- Engage and Support
The National Study of Learning, Voting, and Engagement (NSLVE)
The National Study of Learning, Voting, and Engagement (NSLVE) offers colleges and universities an opportunity to learn their student registration and voting rates and, for interested campuses, a closer examination of their campus climate for political learning and engagement and correlations between specific student learning experiences and voting.
Critical to our broader mission of strengthening college student learning for democracy, NSLVE’s goals are to:
- Provide a service to colleges and universities interested in learning about their students’ voting habits
- Build a national database for research on college student political learning and engagement in democracy
Why Join NSLVE?
NSLVE is the first and only study to objectively examine student and institution-level data on student voting and to share these data with participating campuses. Participation is free, easy, and protective of student privacy. Our growing database includes:
- More than 1,200 campuses and 10 million student records
- All 50 states
- All institutional types
What Happens to the Data?
NSLVE data are the result of matching student enrollment records with public voting files.
To match the files while protecting student privacy, IDHE formed a partnership with the National Student Clearinghouse (“Clearinghouse”), a nonprofit organization established by the higher education community to provide educational reporting, verification, and research.

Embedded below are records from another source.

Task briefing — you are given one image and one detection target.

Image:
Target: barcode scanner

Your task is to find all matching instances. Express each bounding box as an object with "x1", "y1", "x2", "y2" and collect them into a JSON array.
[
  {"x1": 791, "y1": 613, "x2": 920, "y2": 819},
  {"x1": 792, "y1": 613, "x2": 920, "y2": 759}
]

In January 2012, the U.S. Department of Education issued a “call to action” challenging colleges and universities to support academic programs and experiences designed to increase student civic learning and engagement in democracy. Many campuses already support civic learning experiences.
We know very little, however, about whether these experiences increase the knowledge, skills, and commitment students will need to engage in democracy, in politics, policy making, and social action. Voting is by no means the only indicator of civic engagement, but it is fundamental. Studying the voting rates of students provides an important measure that can catalyze improvements in academic programs and co-curricular experiences.